Further description between tone and mood and some great words to express them are HERE.

OTHER DEVICES

Symbol - anything that stands for or represents something else

     Ex. the "game" in The Rules of the Game

Hyperbole - exaggerated statements or claims not meant to be

     taken literally, overstatement

Allusion - a reference to a well-known person, place, event,

     literary work, work of art (Ex. a Biblical character, the

     Mona Lisa, etc.)

Paradox - a statement that is seemingly contradictory or opposed

     to common sense and yet is perhaps true

Allegory / Fable - a story, poem, or picture that can be

    interpreted to reveal a hidden meaning, typically a moral or

    political one.

CONFLICT

The problem or tension, the "good vs. evil" in the story

EXTERNAL CONFLICTS

     Man vs. Man

     Man vs. Nature

     Man vs. Society

INTERNAL CONFLICTS

     Man vs. Self

OTHER CONFLICTS

     Man vs. Supernatural

     Man vs. Fate

     Man vs. Technology

Click HERE for more information

IRONY

HMMMMMM.........

  • Irony is a literary device in which words are used to express a contradiction between appearance and reality— in irony, reality is usually the opposite of what it seems. In literature, there are three types of irony:

         Generally, irony involves some sort of deliberate deception or pretense. Authors         

           use irony to make a point and bring attention to some important aspect of a   

           story. Irony can be both comic and tragic.
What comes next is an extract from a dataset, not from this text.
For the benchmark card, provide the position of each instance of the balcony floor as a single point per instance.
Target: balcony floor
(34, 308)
  • Situational irony is when the outcome of a situation is inconsistent with what we expect would logically or normally occur. It is the reverse of what we expect will be or happen. An example of situational irony would be if a thief’s house was broken into at the same time he was robbing someone’s house.
  • Verbal irony is when a speaker or writer says one thing but actually means the opposite. For example, when your mom walks into your filthy bedroom and says, “I see you’ve cleaned your room!” Sarcasm is one type of verbal irony.
  • Dramatic irony is when the audience or the reader is aware of something that a character does not know. For example, when Romeo believes Juliet is dead, but the audience knows that she has only been given a potion to sleep.